An Introduction to Pretenders

The pretenders project creates flexible fakes for external network services. These external services can be faked by setting pre-canned answers, defining expectations, or just querying them on received data after [test] execution.

They are loosely designed along the pattern of Record/Replay/Verify.

Python Compatibility

The server side of Pretenders is written in Python3:

  • Because we firmly believe all new projects should use Python3, unless there are very compelling reasons against it.

  • Because since these will be run as standalone servers, compatibility is not such an issue

In the cases we implement a client, we will be making this runnable in Python 3.x and Python 2.6/2.7.

Mocked Servers Available

Pretenders currently supports the mocking of HTTP and SMTP servers.

Future services we are considering to support include AMQP and ssh.

These represent the vast majority of the services that the software we write interacts with.

Some example use cases include:

  • Mocking external HTTP-based APIs at the wire level in module integration tests

  • Facilitating the manual testing and debugging of front-end Ajax code where the back-end has not been developed yet

  • Writing fully automated tests for any system that sends email, and where we want to easily verify outgoing mails

Pretenders provides a unified RESTful API to verify the interactions of our code with external services, regardless of the service protocol.

pretenders.client.http - HTTP server

Typical usage is to mock RESTful/SOAP APIs of external services.

This will normally require pre-programming the service with responses, and enquiring the service later about received requests. This can be done with specialised assertions / matchers, or by setting expectations and verifying fulfilment of such expectations.

The pre-programming step may be done by using specific proprietary HTTP headers, or by using an alternative HTTP port to the one used for mocking.

For example usage see the documentation.

Implementation is based on the bottle web microframework.

One of our goals will be that the wire protocol is simple enough that you do not need any specialised client. That said, we will be providing client libraries (at least one in Python) to simplify interacting with the server, and to provide a comfortable API to use in tests.

Docker

You can run pretenders from its official docker image:

docker run -d --name pretenders -p <desired_port>:8000 pretenders/pretenders:1.4

Getting Help

For discussions about the usage, development, and future of pretenders, please join the pretenders mailing list.

Documentation

Full documentation of the project can be found here:

http://pretenders.readthedocs.org/

Contributing

Pretenders welcomes contributions in any form - be it pull requests, adding an issue or feedback via github or sending a message on the pretenders mailing list so don’t be shy!

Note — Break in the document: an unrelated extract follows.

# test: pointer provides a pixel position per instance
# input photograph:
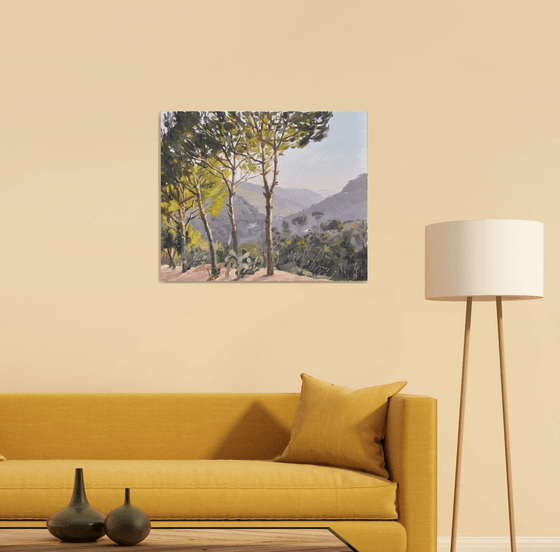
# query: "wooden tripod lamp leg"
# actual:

We have the following branching convention:

  • master: This should look exactly like the latest release.

  • develop: This is where ongoing work lands, only being merged into master at release point.

In order to contribute, fork the repo in github and branch from the develop branch. Create your PRs into develop in the main repo.

Running the tests

build.sh runs the full suite of tests, as well as building the sphinx docs and checking for pep8 errors.